Valerie Alva-Ruiz was picking up her two-year-old daughter's toys in her Atlanta home when she realized they all looked the same. “They were all white baby dolls,” she recalled.

She searched online for soft, affordable ragdolls that reflected the diverse world she was raising Selma in. After 30 minutes or so, she found and ordered an adorable African-American doll named Rachel.

When Rachel arrived two days later, Alva-Ruiz introduced her daughter, Selma, to her new friend.

“When she first saw Rachel, she frowned and said, ‘Mommy, I don’t like her’,” Alva-Ruiz recalled. “That morning, I explained to her that while many people may look, talk or dress differently, we all like to do the same things… and that differences are what make our friends beautiful and special.”

Over the course of the day, Selma fell in love with Rachel.

“I thought, if this can happen with one doll,” Alva-Ruiz said, “then why can’t it also happen with other dolls that represent different kinds of diversity?”

She continued her online search, enlisting the help of friend, fellow mom and Coca-Cola colleague Courtney Stillwagon. They browsed Amazon and Etsy, but came up empty. “Everything we found was either too expensive, too mature, or made out of plastic,” Stillwagon said.

Recognizing a gap in the marketplace, they decided to start their own company, Selma’s Dolls, with the mission of teaching children to love, appreciate and embrace differences. They worked quickly, hiring plush industrial designers to create a prototype and working through several iterations to perfect color, texture, size and safety specifications.

Selma's Dolls eventually launched with three soft, lightweight dolls – Ameena, (Muslim), Lola (Mexican-American) and Annie (Down Syndrome) – all made with kid-friendly materials. Each comes with an illustrated book, “Selma’s First Day of School,” in which a young girl dreams about meeting three unique friends on the playground who help her overcome her first-day-of-school fears.

The book also includes conversation starters to help parents talk to their kids about culture, religion and physical and mental disabilities.

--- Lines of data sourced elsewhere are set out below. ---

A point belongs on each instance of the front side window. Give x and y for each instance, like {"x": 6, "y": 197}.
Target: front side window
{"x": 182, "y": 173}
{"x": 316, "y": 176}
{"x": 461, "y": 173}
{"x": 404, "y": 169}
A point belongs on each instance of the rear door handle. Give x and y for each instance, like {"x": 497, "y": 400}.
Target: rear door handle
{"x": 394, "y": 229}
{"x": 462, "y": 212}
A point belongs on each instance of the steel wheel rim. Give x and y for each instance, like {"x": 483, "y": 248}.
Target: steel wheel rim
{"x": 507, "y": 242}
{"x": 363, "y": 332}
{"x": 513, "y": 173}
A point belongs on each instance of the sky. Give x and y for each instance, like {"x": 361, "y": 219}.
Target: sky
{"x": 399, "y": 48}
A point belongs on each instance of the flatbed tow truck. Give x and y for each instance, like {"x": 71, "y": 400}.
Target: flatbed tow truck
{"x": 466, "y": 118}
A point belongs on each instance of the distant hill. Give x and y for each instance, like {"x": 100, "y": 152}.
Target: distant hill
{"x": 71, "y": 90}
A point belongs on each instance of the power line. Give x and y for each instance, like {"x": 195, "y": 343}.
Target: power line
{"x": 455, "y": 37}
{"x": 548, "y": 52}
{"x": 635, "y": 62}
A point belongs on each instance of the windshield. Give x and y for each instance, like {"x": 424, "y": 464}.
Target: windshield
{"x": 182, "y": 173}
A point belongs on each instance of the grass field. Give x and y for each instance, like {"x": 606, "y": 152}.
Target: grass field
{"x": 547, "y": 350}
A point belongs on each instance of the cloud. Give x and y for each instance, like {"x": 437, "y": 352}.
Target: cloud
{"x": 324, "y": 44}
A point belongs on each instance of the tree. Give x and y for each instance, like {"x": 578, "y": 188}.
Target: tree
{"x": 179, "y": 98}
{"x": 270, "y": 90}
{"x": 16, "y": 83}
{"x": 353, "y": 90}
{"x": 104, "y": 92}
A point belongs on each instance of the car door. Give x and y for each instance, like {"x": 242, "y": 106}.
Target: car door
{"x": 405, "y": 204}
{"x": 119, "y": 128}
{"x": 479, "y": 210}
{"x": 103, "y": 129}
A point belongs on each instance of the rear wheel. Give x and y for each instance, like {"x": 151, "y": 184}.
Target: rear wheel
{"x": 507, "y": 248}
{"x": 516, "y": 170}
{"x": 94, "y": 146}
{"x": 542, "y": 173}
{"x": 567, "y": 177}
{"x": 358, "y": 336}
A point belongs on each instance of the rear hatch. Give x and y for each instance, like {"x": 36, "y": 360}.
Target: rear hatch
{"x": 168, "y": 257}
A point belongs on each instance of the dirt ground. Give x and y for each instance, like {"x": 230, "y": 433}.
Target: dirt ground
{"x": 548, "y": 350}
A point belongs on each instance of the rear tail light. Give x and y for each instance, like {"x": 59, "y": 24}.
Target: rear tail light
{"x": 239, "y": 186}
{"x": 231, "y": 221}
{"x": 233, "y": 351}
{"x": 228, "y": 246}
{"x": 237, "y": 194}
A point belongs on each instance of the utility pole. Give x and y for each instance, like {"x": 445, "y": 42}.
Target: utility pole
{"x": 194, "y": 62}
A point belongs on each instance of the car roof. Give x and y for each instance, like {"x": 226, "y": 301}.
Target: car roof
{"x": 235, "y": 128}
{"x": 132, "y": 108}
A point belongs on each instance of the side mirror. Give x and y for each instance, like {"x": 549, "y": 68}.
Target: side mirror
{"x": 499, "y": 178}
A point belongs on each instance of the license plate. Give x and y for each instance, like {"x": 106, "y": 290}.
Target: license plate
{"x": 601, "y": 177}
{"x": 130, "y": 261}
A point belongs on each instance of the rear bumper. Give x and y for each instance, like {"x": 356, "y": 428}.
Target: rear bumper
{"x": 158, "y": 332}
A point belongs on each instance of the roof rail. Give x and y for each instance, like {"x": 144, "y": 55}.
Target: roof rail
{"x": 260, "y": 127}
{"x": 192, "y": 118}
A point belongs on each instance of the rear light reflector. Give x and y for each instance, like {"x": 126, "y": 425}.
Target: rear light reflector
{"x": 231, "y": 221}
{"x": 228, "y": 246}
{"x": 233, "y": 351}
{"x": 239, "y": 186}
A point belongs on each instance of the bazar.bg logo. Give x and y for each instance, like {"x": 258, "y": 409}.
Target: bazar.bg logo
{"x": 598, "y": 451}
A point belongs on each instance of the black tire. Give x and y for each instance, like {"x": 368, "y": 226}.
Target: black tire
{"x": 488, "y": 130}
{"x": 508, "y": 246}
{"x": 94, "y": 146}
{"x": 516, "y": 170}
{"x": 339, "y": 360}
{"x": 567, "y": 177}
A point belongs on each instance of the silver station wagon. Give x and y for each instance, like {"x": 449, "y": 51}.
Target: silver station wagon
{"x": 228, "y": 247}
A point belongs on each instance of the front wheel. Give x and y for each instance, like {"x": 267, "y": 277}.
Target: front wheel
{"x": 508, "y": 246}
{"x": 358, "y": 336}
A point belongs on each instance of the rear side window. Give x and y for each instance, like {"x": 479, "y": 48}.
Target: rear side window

“The greatest feedback we’ve gotten from parents is that their kids sleep with their dolls and take them wherever they go,” Stillwagon said. “These dolls were not made to sit on a shelf… we want them to be loved, taken on play dates and to the park, and talked about.”

Selmas Dolls

Alva-Ruiz concluded, “Our dream is for our kids or our friends’ kids to see someone wearing a hijab, or with Down Syndrome, and instead of asking ‘What’s wrong with that person, mommy?’ they say, ‘Look mommy, that person is just like my doll’.”